Wizard Hitler’s Rise To Power
“I’ve been working on ‘Harry Potter’ for two years, and I know children will find it both encouraging and inspiring during these times. It’s about a bullied boy in a magical boarding school with a magnificent destiny. There are some who want to set up borders around the school. They want to kick out all the students who don’t share the same magical blood. Then, the students Harry’s working against become more emboldened and radicalized when a dark wizard unexpectedly rises to power. The wizard immediately dismantles their society with the help of a spineless government and corrupted media outlets. From there, the dark wizard intends to rule unquestioningly and purge the world of those with either insufficient magical blood or who pose a threat to his absolute power. His main motivation is a sick narcissism and god complex, so he surrounds himself with sycophants — and that’s ultimately his undoing.”

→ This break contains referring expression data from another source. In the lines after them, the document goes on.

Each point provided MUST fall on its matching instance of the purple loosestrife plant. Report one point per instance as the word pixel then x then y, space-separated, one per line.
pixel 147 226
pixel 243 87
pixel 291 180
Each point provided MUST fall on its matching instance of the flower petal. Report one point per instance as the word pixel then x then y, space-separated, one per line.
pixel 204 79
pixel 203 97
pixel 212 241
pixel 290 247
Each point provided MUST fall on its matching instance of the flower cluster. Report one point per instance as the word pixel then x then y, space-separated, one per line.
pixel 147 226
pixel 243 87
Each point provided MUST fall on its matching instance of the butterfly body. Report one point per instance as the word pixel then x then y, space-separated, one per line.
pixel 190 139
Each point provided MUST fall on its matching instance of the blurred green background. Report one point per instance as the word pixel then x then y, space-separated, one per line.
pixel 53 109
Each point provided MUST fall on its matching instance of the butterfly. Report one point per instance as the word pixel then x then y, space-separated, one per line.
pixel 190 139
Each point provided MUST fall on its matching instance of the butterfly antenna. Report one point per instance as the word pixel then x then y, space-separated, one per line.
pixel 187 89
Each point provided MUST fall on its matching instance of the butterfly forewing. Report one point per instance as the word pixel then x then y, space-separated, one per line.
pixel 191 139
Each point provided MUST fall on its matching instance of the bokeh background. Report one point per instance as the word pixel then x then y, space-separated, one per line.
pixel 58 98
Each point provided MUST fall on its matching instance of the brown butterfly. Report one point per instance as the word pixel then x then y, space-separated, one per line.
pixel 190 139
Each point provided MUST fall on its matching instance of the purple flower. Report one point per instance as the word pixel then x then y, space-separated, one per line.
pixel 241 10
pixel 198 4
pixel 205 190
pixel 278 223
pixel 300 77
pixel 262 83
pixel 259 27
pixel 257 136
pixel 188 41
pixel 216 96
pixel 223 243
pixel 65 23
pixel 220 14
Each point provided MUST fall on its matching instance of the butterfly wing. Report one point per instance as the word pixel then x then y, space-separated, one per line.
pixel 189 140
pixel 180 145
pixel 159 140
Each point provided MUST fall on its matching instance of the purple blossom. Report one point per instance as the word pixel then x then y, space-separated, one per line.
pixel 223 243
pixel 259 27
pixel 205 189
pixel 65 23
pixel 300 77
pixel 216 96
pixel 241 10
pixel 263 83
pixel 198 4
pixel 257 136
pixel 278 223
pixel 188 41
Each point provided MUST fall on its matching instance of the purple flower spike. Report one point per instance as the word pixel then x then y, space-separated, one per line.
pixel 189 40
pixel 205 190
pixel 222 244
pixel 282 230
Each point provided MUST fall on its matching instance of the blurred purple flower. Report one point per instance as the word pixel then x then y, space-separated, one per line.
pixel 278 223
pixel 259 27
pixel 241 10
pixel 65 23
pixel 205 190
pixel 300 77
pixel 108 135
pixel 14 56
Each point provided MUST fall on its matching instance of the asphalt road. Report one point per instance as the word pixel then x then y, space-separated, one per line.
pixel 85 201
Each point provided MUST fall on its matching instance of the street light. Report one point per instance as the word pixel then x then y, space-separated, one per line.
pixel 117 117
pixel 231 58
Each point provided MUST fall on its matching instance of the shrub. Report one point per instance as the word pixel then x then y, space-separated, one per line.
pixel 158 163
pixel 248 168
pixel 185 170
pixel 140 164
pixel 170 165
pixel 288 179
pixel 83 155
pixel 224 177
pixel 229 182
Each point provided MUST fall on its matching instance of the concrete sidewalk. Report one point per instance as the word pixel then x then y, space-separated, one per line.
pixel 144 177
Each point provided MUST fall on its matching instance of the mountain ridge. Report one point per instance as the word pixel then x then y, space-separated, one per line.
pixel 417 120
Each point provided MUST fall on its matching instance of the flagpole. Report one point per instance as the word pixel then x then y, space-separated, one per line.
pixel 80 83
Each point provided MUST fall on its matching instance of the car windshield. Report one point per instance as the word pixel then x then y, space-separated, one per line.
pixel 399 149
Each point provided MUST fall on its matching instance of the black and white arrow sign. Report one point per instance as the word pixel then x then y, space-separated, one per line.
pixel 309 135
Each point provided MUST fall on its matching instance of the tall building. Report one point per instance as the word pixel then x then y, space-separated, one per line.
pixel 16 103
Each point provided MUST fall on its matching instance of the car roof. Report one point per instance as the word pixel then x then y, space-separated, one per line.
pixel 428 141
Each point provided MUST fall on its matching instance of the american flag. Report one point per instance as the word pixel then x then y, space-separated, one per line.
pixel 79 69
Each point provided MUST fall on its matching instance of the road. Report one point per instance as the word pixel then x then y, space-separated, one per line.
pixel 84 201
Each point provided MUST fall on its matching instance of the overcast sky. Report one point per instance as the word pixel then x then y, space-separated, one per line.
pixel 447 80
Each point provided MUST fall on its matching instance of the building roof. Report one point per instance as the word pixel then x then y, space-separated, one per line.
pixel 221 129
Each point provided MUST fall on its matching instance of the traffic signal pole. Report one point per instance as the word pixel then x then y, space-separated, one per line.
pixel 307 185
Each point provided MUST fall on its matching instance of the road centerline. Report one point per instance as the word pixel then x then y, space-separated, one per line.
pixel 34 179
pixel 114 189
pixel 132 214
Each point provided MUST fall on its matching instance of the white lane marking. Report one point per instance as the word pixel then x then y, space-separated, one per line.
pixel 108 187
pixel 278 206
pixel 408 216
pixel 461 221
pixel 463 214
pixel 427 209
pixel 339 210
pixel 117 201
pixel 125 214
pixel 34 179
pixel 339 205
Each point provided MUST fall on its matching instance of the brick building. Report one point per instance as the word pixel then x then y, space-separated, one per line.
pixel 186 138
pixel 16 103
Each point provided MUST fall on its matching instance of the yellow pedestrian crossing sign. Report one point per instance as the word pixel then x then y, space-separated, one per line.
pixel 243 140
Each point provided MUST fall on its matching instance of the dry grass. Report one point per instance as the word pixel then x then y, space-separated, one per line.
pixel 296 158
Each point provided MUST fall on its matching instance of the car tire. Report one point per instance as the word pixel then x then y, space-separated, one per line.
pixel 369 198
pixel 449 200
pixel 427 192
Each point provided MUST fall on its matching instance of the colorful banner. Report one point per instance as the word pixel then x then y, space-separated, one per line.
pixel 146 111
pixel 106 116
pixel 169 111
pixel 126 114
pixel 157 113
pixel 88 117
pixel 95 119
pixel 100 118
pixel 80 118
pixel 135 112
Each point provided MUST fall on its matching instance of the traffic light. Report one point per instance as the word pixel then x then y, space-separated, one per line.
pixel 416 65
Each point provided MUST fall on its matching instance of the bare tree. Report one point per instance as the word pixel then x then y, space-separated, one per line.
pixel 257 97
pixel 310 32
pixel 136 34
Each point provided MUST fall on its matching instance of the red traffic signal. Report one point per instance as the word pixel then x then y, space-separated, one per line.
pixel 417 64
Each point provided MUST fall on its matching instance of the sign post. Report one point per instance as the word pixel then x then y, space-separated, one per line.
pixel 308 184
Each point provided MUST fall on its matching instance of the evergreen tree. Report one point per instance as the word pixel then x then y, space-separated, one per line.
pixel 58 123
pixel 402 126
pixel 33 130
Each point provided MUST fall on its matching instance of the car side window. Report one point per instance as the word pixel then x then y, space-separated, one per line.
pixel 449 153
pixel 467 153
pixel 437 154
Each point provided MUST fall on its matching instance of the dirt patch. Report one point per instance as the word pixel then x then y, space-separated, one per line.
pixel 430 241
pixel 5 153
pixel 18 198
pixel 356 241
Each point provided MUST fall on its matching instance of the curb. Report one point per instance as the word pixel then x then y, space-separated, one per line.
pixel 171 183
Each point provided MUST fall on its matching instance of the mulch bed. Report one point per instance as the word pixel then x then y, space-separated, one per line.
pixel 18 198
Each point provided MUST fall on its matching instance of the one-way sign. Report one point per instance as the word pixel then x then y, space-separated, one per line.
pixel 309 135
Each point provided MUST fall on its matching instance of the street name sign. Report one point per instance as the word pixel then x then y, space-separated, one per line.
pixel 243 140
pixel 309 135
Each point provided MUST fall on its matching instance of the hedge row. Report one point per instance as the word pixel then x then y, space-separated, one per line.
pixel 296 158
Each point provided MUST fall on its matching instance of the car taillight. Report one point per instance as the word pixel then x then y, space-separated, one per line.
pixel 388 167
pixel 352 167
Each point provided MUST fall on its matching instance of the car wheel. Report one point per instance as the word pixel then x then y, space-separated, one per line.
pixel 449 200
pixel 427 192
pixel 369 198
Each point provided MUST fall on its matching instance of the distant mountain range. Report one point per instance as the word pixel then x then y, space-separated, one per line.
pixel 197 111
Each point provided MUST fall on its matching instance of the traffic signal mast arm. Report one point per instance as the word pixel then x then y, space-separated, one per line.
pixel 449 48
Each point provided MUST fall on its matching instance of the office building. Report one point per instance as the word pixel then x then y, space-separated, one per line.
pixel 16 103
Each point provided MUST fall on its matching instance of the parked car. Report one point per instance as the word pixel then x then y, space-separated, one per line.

When asked whether the material would be too dense for children, Melania shook her head. “No, at the heart of it, it’s a simple story about love and justice fighting against the forces of evil.”
Still, some couldn’t help but draw comparisons to J.K. Rowling’s best-selling novels.
“How could J.K. Rowling have written anything close to what I have produced?” Melania responded indignantly. “That would be impossible. How could she write a story inspired by my husband’s Presidency decades before he was ever elected into office?”
The Book’s Ending
Although Donald Trump enjoys steady support among his base, his scandal-ridden Presidency has left a sour taste among much of a country losing its patience. On the other hand, Melania’s star is on the rise.
In many ways, Melania is antithetical to her husband. She’s the East Wing, while he’s the West Wing.
While Donald enjoys bathing in the glory of loud, adoring rallies, Melania operates in small meetings to enact her duties as First Lady. When she can, she avoids the media’s spotlight. She has an open adoration for Michelle Obama, even while Donald steadily, and cynically, dismantles President Obama’s achievements.
Perhaps Melania attracts a certain amount of sympathy from those who view her as a bird locked in a cage. After all, several of Trump’s scandals directly impact her, particularly his affair with Stormy Daniels during Melania’s pregnancy. And while Melania certainly isn’t devoid of vice (she supported Trump’s racist conspiracy regarding President Obama’s birth certificate), it’s easy to interpret Melania’s self-selected anti-bullying campaign as a quiet rebellion against her Presidential husband.
“In the end, the dark wizard dies,” said Melania, accidentally spoiling the ending of her own novel. When she caught herself, she blushed, yet shrugged it off.
“We all know how it’s gonna end,” she continued.